Investigating this last allegation, I found NJ actually increased Medicaid nursing home reimbursement by $30 million. According to Legal Notice from the NJ Division of Aging Service, for the current fiscal period 7/1/13 thru 6/30/14: “The amounts appropriated for Payments for Medical Assistance Recipients – not be less than the per diem rate last received by that facility for Fiscal Year [thru 6/30] 2013.”
After the County’s denial to my OPRA requests last fall, I secured the support of community organizations in a letter sent to the County Freeholders demanding a response to my OPRA requests.
The County finally released the 2-page financial document which showed each nursing home was losing about $3 million per year. The numbers were so seemingly “hand-picked”, I was forced to dig deeper into the sludge of misdirection.
Before I could complete my investigation, more OpEds appeared, this time in local, community papers advocating for the sale of the homes to private investors:
“County healthcare facilities must be privatized”, The Link News 4/10/14
“Curley [Monmouth County Freeholder]: County health care facilities must be privatized”, The Atlanticville 4/10/14
The Link editors supported the sale of these facilities reasoning it would “put the County on a more stable financial footing” which is a laughable assertion considering the County’s most recent audited financial statement showed a $122 million total surplus (revenue over expenses) – or twenty-three percent of the $523 million budget. The County has had so much extra money coming in annually ($55 million excess in 2013 alone – page 21 “Surplus – Current Fund Year 2013, Annual Financial Statement dated 1/26/14”), it is instituting a flat tax rate for the upcoming fiscal year!
Additionally, these two editorials complain that Medicaid funding is “dwindling….with no end in sight”.
If this is the case, and given the fact a majority of nursing revenue is secured through Medicaid, why would any private operator want to own any nursing facility?
What magical wand will profit-first operators wave to put these nursing homes on the road to (alleged) financial recovery? Well, first, since most of the employees are union workers who have already given the County millions in concessions over the last few years (and whose average annual salary is $26,000), it is likely these health care providers will continue to be further beaten down.

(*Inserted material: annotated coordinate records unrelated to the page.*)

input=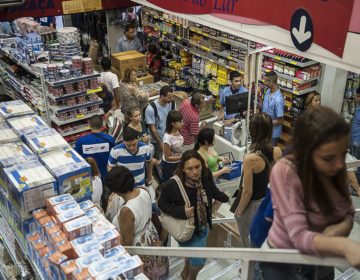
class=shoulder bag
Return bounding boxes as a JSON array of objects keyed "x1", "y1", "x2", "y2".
[{"x1": 159, "y1": 175, "x2": 195, "y2": 242}]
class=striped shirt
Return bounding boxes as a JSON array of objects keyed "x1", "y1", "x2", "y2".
[
  {"x1": 108, "y1": 142, "x2": 151, "y2": 188},
  {"x1": 179, "y1": 99, "x2": 200, "y2": 145},
  {"x1": 268, "y1": 158, "x2": 354, "y2": 255}
]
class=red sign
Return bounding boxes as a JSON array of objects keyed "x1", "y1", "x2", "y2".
[
  {"x1": 0, "y1": 0, "x2": 134, "y2": 21},
  {"x1": 148, "y1": 0, "x2": 354, "y2": 57}
]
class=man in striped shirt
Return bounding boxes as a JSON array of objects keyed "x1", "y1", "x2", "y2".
[
  {"x1": 179, "y1": 91, "x2": 205, "y2": 152},
  {"x1": 108, "y1": 129, "x2": 153, "y2": 188}
]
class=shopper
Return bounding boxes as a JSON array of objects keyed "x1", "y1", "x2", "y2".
[
  {"x1": 145, "y1": 86, "x2": 175, "y2": 159},
  {"x1": 351, "y1": 87, "x2": 360, "y2": 164},
  {"x1": 195, "y1": 127, "x2": 231, "y2": 179},
  {"x1": 75, "y1": 115, "x2": 115, "y2": 182},
  {"x1": 99, "y1": 57, "x2": 120, "y2": 109},
  {"x1": 262, "y1": 71, "x2": 284, "y2": 147},
  {"x1": 116, "y1": 23, "x2": 143, "y2": 52},
  {"x1": 120, "y1": 68, "x2": 149, "y2": 114},
  {"x1": 305, "y1": 92, "x2": 321, "y2": 110},
  {"x1": 86, "y1": 157, "x2": 103, "y2": 206},
  {"x1": 235, "y1": 113, "x2": 282, "y2": 248},
  {"x1": 126, "y1": 106, "x2": 150, "y2": 144},
  {"x1": 146, "y1": 44, "x2": 161, "y2": 82},
  {"x1": 108, "y1": 127, "x2": 152, "y2": 188},
  {"x1": 160, "y1": 110, "x2": 184, "y2": 182},
  {"x1": 179, "y1": 90, "x2": 206, "y2": 152},
  {"x1": 159, "y1": 151, "x2": 229, "y2": 280},
  {"x1": 260, "y1": 107, "x2": 360, "y2": 280},
  {"x1": 220, "y1": 71, "x2": 248, "y2": 120},
  {"x1": 106, "y1": 166, "x2": 169, "y2": 280}
]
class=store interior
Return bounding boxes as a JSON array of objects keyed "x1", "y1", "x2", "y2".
[{"x1": 0, "y1": 1, "x2": 360, "y2": 280}]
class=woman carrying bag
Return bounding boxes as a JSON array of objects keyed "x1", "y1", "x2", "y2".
[
  {"x1": 158, "y1": 150, "x2": 229, "y2": 280},
  {"x1": 234, "y1": 113, "x2": 282, "y2": 248}
]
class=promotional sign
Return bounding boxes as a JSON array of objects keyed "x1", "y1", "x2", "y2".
[{"x1": 149, "y1": 0, "x2": 354, "y2": 57}]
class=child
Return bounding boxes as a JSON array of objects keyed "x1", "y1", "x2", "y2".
[
  {"x1": 86, "y1": 157, "x2": 103, "y2": 206},
  {"x1": 161, "y1": 110, "x2": 184, "y2": 182}
]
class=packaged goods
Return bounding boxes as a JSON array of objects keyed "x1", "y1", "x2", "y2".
[
  {"x1": 4, "y1": 161, "x2": 58, "y2": 218},
  {"x1": 0, "y1": 100, "x2": 34, "y2": 119},
  {"x1": 24, "y1": 129, "x2": 69, "y2": 155},
  {"x1": 40, "y1": 148, "x2": 92, "y2": 200},
  {"x1": 64, "y1": 216, "x2": 92, "y2": 240}
]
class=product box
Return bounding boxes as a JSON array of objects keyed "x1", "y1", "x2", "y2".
[
  {"x1": 8, "y1": 115, "x2": 49, "y2": 138},
  {"x1": 0, "y1": 100, "x2": 34, "y2": 119},
  {"x1": 4, "y1": 161, "x2": 58, "y2": 218},
  {"x1": 24, "y1": 129, "x2": 70, "y2": 155},
  {"x1": 75, "y1": 251, "x2": 104, "y2": 268},
  {"x1": 96, "y1": 229, "x2": 121, "y2": 250},
  {"x1": 60, "y1": 260, "x2": 78, "y2": 280},
  {"x1": 0, "y1": 123, "x2": 20, "y2": 145},
  {"x1": 64, "y1": 216, "x2": 92, "y2": 240},
  {"x1": 40, "y1": 148, "x2": 92, "y2": 200}
]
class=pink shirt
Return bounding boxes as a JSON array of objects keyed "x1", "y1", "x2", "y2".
[
  {"x1": 179, "y1": 99, "x2": 200, "y2": 145},
  {"x1": 268, "y1": 158, "x2": 354, "y2": 255}
]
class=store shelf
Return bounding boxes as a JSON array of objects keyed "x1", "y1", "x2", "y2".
[
  {"x1": 262, "y1": 67, "x2": 320, "y2": 84},
  {"x1": 48, "y1": 87, "x2": 102, "y2": 101},
  {"x1": 50, "y1": 110, "x2": 104, "y2": 126},
  {"x1": 45, "y1": 73, "x2": 100, "y2": 87},
  {"x1": 263, "y1": 52, "x2": 319, "y2": 67},
  {"x1": 59, "y1": 125, "x2": 91, "y2": 137},
  {"x1": 0, "y1": 49, "x2": 40, "y2": 78}
]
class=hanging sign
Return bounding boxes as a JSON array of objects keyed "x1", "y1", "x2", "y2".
[
  {"x1": 62, "y1": 0, "x2": 102, "y2": 14},
  {"x1": 148, "y1": 0, "x2": 354, "y2": 57}
]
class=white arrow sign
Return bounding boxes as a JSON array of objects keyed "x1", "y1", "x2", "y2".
[{"x1": 292, "y1": 16, "x2": 311, "y2": 44}]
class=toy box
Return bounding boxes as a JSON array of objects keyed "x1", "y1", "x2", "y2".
[
  {"x1": 24, "y1": 129, "x2": 69, "y2": 155},
  {"x1": 0, "y1": 123, "x2": 20, "y2": 145},
  {"x1": 8, "y1": 115, "x2": 49, "y2": 139},
  {"x1": 40, "y1": 148, "x2": 92, "y2": 200},
  {"x1": 0, "y1": 100, "x2": 34, "y2": 119},
  {"x1": 4, "y1": 161, "x2": 58, "y2": 219}
]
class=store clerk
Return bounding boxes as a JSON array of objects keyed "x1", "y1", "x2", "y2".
[{"x1": 220, "y1": 71, "x2": 248, "y2": 120}]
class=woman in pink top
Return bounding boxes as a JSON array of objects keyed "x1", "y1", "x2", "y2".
[{"x1": 260, "y1": 107, "x2": 360, "y2": 280}]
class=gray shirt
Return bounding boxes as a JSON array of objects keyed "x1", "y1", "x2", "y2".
[{"x1": 116, "y1": 35, "x2": 143, "y2": 52}]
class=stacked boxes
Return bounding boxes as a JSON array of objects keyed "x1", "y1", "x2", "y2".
[{"x1": 28, "y1": 194, "x2": 143, "y2": 279}]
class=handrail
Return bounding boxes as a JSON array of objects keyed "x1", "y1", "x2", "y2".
[{"x1": 125, "y1": 246, "x2": 350, "y2": 280}]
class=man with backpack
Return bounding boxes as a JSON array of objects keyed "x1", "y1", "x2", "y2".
[{"x1": 145, "y1": 86, "x2": 175, "y2": 159}]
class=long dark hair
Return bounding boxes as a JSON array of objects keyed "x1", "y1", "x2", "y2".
[
  {"x1": 165, "y1": 110, "x2": 183, "y2": 133},
  {"x1": 249, "y1": 113, "x2": 273, "y2": 153},
  {"x1": 174, "y1": 150, "x2": 207, "y2": 182},
  {"x1": 289, "y1": 107, "x2": 350, "y2": 217}
]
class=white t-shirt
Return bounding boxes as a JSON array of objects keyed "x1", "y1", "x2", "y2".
[
  {"x1": 163, "y1": 133, "x2": 184, "y2": 163},
  {"x1": 99, "y1": 71, "x2": 119, "y2": 94},
  {"x1": 92, "y1": 176, "x2": 103, "y2": 205}
]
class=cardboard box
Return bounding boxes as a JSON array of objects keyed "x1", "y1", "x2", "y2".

Second, these publically-owned and operated facilities which care for our most vulnerable citizens, will likely be sold at fire sale prices (blaming the high cost of operation) similar to what has been happening to nonprofit hospitals throughout New Jersey over the past few years: sold to Wall Street hedge fund investors only to be turned into high-ticketed (inadequate) health care providers.
The critical question to be asked is why these two facilities are (allegedly) losing money when other nonprofit nursing homes in NJ – offering comparable care – are not. What is it about these taxpayer-owned assets that makes the Freeholders so anxious to sell them, especially when the County is taking in “reserves” each year hand over fist?
Who will benefit most from the sale of these homes to the private profiteers?
The answer most certainly will not be the residents or the health care providers at the Monmouth County Geraldine L. Thompson or John L. Montgomery long-term care facilities.